The intraseasonal process of poleward moisture flux and sea-ice melting in Arctic winter.

Wednesday, 17 December 2014
Hyo Seok Park, KIGAM Korea Institute of Geoscience and Mineral Resources, Daejeon, South Korea, Sukyoung Lee, Pennsylvania State University Main Campus, University Park, PA, United States, Seok Woo Son, Seoul National University, Seoul, South Korea and Steven B Feldstein, Penn St Univ, University Park, PA, United States
Northern winter is the season when planetary-scale waves and blockings are most energetic. Here, by utilizing global reanalysis and satellite datasets, we show that northward moisture flux into the Arctic during the winter, followed by an enhancement in downward IR, can warm the surface by 20-40 Wm-2, hence cause reduction of sea-ice volume.

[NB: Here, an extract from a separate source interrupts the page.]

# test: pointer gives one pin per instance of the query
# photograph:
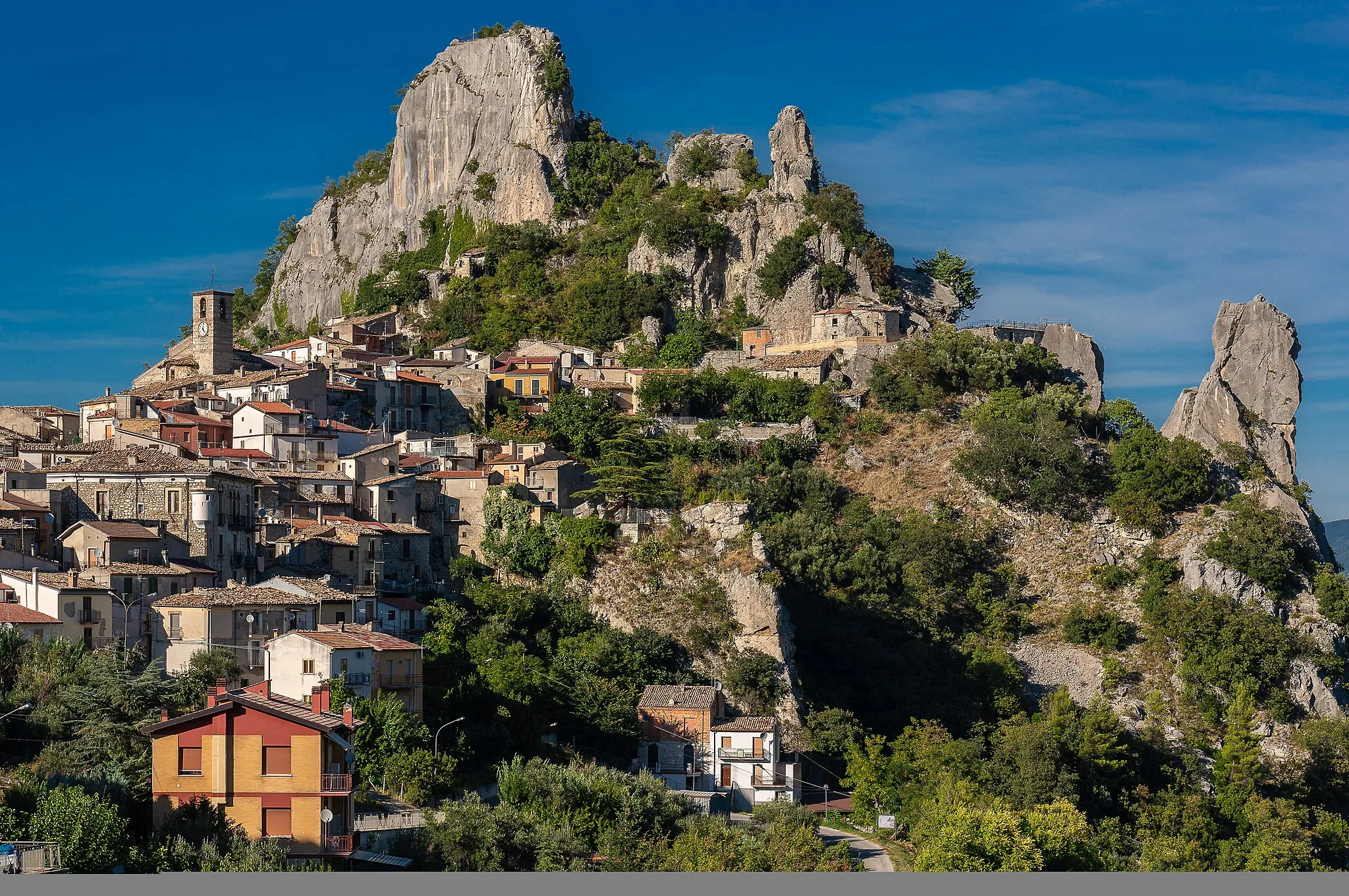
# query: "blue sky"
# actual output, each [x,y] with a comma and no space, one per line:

It is proposed that the recurrence of strong downward IR events within a single winter season is able to reduce the sea-ice volume over wide area of Arctic Ocean. While downward IR is less effective than surface winds in changing sea-ice cover on intraseasonal time scales, the cumulative effect throughout the season can be larger. Further analysis indicates that the downward IR events are preceded several days by enhanced convection over the tropical Indian-western Pacific Ocean. This finding verifies that tropical SST pattern and the associated Rossby wave propagation can have a critical impact on the Arctic sea-ice conditions.